Breakthrough TV Journalist Barbara Walters Dies At 93

Barbara Walters, a groundbreaking TV reporter and the first woman to host an evening news show, has died at the age of 93.

Disney CEO Robert Iger said Walters died Friday at his home in New York. chirp Friday night.

“Barbara was a true legend, a pioneer not only for women in journalism, but for journalism itself,” Iger said in a statement. “He was a one-of-a-kind reporter who did many of the most important interviews of our time, from heads of state to the biggest celebrities and sports icons.”

Journalist Cindi Berger said in a statement, “Barbara Walters died peacefully in her home surrounded by her loved ones. She lived her life without regret. She was a pioneer not just for female journalists but for all women.”

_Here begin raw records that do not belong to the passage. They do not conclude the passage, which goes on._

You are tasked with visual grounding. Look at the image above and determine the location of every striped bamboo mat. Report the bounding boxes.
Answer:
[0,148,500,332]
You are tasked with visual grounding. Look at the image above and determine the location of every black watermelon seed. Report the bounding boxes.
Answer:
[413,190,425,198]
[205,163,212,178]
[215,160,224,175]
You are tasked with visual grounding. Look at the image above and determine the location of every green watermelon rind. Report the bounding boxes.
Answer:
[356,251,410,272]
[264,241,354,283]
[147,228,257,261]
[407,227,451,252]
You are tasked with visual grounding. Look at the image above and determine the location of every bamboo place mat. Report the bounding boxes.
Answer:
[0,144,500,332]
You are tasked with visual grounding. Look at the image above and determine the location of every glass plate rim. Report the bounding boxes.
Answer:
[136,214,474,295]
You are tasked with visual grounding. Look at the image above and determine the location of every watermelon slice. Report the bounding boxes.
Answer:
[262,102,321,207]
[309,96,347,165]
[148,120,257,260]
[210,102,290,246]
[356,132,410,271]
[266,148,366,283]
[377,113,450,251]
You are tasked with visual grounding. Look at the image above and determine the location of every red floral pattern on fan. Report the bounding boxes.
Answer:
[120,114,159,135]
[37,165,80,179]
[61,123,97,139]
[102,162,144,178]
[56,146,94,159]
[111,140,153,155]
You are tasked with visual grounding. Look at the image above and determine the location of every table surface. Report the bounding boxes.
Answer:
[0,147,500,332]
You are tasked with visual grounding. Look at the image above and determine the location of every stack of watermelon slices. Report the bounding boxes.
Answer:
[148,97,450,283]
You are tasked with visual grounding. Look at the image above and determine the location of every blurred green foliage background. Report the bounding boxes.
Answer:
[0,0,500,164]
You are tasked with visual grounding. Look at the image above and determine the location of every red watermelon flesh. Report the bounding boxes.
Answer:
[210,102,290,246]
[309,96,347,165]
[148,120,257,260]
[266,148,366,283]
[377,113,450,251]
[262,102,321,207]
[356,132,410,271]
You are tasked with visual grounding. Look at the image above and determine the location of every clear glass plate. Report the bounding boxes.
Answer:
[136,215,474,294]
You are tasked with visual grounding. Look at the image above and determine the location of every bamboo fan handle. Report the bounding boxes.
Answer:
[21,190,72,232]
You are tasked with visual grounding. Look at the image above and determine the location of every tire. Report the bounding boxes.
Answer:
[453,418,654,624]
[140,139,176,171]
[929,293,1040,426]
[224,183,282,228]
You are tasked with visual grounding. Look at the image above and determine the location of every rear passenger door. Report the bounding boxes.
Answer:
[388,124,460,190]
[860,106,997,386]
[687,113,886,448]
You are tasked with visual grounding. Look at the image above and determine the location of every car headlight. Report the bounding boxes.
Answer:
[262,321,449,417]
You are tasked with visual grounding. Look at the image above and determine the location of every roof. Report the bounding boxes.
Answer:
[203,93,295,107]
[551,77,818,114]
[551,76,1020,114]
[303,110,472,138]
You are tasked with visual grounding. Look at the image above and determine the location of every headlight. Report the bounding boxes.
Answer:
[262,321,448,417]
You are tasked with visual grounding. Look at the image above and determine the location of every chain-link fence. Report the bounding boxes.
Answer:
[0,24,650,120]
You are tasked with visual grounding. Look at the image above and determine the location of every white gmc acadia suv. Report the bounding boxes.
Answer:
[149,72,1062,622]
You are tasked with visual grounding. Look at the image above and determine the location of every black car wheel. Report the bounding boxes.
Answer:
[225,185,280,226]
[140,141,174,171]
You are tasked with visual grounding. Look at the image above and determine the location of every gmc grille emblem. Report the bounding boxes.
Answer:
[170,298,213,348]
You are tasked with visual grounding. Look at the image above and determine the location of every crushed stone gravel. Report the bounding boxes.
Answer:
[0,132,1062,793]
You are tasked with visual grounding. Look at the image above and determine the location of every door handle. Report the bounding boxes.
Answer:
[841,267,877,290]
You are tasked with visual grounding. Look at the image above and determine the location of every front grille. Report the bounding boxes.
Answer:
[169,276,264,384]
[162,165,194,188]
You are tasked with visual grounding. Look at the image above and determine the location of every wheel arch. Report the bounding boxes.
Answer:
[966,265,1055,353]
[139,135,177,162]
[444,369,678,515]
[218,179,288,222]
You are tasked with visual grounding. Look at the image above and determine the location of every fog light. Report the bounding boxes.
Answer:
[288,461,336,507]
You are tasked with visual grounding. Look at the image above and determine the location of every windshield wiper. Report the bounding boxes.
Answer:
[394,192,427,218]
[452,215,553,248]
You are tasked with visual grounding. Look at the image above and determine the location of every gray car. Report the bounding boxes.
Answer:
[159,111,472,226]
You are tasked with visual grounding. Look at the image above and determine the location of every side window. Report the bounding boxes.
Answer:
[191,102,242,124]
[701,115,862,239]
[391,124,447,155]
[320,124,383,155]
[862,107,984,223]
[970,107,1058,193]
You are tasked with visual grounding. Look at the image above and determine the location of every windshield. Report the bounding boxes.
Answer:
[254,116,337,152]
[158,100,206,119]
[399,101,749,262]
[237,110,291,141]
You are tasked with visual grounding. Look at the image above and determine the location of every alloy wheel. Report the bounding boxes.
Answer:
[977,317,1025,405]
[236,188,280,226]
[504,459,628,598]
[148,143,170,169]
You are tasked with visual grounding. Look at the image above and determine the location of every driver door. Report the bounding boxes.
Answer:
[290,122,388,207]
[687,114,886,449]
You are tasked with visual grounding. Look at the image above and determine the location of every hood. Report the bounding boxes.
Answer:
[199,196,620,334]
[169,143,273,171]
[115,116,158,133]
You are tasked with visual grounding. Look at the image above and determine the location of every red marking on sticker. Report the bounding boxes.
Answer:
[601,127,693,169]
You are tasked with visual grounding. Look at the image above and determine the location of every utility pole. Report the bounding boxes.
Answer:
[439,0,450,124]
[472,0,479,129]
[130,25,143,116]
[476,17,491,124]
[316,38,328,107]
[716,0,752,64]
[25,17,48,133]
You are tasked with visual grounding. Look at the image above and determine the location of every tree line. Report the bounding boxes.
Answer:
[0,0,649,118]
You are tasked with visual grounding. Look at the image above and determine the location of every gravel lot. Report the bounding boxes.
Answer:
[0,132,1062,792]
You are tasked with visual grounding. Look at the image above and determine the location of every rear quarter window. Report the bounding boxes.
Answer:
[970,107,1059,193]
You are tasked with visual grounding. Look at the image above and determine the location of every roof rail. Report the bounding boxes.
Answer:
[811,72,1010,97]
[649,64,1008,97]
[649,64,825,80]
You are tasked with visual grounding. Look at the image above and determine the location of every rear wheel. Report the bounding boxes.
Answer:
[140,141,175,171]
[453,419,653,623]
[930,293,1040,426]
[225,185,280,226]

His death was also announced late Friday by ABC, the network he’s worked with for nearly four decades. His interviews with elected officials, heads of state, and Hollywood entertainers also earned Walters celebrity status. He was known for hosting NBC’s Today and ABC’s 20/20 news programs, as well as frequent specials such as the annual 10 Most Fascinating People program.

Walters began her TV broadcasting career in 1961 as a researcher and writer on NBC’s Today, and became a co-host in 1974. She made headlines when she moved to ABC in 1976, where she was named the first female network newscaster. Her five-year contract paid her an unprecedented $1 million salary.

He was famous for asking personal, in-depth questions to his guests, who were often moved and began to cry in front of the camera. Throughout his storied career, he has interviewed every incumbent US president from Richard Nixon to Barack Obama, heads of state such as Cuban President Fidel Castro, Egyptian President Anwar Sadat, British Prime Minister Margaret Thatcher and the Shah of Iran, as well as entertainers. Like Lucille Ball, Grace Kelly, and John Wayne — her last TV interview before she died three months later.

He was also known for his lisp, a speech impediment that cemented his position as a cultural icon when he was parodied as Baba Wawa by the late comedian Gilda Radner in the famous Saturday Night Live skit in the 1970s.

Walters retired in 2014 from The View, a morning TV talk show he created in 1997, ending a 53-year career as a broadcast journalism that won him 12 Emmys.